Model objects support:

- `.summary()` — Print regression summary
- `.tidy()` — Tidy DataFrame of coefficients, SEs, t-stats, p-values, CIs
- `.coef()` — Coefficient values
- `.se()` — Standard errors
- `.pvalue()` — P-values
- `.confint()` — Confidence intervals
- `.predict(newdata)` — Predictions
- `.resid()` — Residuals
- `.vcov()` — Variance-covariance matrix
- `.wildboottest(param, reps, seed)` — Wild cluster bootstrap inference
- `.ccv(treatment, pk, qk, ...)` — Causal cluster variance estimator
- `.ritest(param, reps, ...)` — Randomization inference
- `.decompose(param, x1_vars, type, ...)` — Gelbach (2016) decomposition

## etable Basics

For regression tables, use `pf.etable()`.

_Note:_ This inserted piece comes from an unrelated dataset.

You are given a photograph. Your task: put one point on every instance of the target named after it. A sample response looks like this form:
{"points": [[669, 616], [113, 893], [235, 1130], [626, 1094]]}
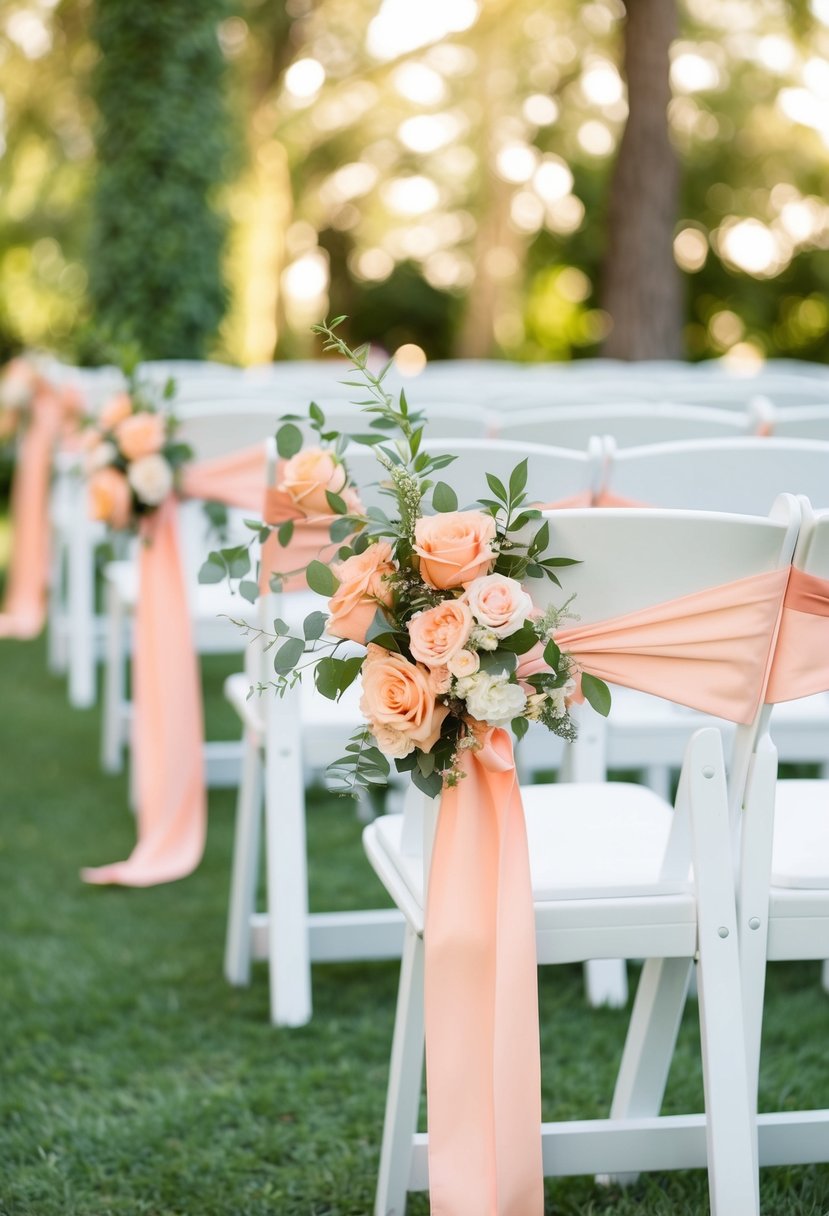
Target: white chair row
{"points": [[619, 872]]}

- Build tables: `pf.etable([fit1, fit2, ...])` or `pf.etable(pf.feols("Y~csw(X1,X2)", data))`.
- Output formats: `type="gt"` (default), `"md"`, `"tex"`, `"df"`.
- Keep/drop variables: `keep="X1"` or `drop=["X2"]`.
- Labels and fixed effects labels: `labels={...}`, `felabels={...}`.
- Show p-values or CIs: `coef_fmt="b (se) [p]"` shows the coefficient - b; standard error in parentheses, pvalue in paranteres.
- Title/caption: `caption="Regression Results"`.
- Rename variables: `labels={"X1": "Age", "X2": "Schooling"}`.
- Column headers for dependent variables: `model_heads=[...]` and `head_order="hd"`/`"dh"` to control header order (headlines vs depvars).